Home ownership is part of the big American Dream for many and this includes the Millennial generation as they leave college and start to forge their own identity in the world. But even as many Millennials may have their heart set on checking off that proverbial box, things are not going to be easy in terms of actually buying a home.
Ellie Mae is a software company who analyzes mortgage data. The company says that the Millennial population actually makes up the largest group of homebuyers in the country. In January, for example, Ellie Mae counted that Millennials represented roughly 45 percent of the entire purchase loan customers, which is up from 42 percent over the same month last year.
However, Realtor.com manager of economic research, Javier Vivas comments that this trend may not continue. He says, “Millennials are mostly first-time buyers and they are competing against repeat buyers who have more buying leverage and experience,” adding that Millennials have only recently become the dominant home buying population.
And while Millennials may be excited to buy homes, they are facing two big obstacles. First of all, they have to compete with older home buyers (who might have better credit, for example) who have been looking for awhile. These buyers are more poised to sign a mortgage than first-time buyers in the Millennial population. Secondly, though, there is a shortage of available homes, and particularly in the “starter homes” category.
That presents another problem, too: Low supply and high demand means escalating prices. Real estate website Zillow reports that available homes were 3 percent lower this February than from February of last year while home values have jumped 7 percent. This, of course, makes it a seller’s market.
And with that, Millennials have to face an even tighter lending environment when compared to just ten years ago.

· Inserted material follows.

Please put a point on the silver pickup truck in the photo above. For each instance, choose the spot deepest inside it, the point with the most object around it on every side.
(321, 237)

Unfortunately for Millennials, banks are stiffening credit requirements, but if you can get a home loan, you will be able to take advantage of lower interest rates and better home ownership programs than generations past.
Ellie Mae executive vice president Joe Tyrrell comments, “If you compare their access to credit and ability to get into a home, it’s far easier for Millennials than previous generations. Back when Millennials’ parents were buying homes, they had higher interest rates and there weren’t down payment assistance programs.”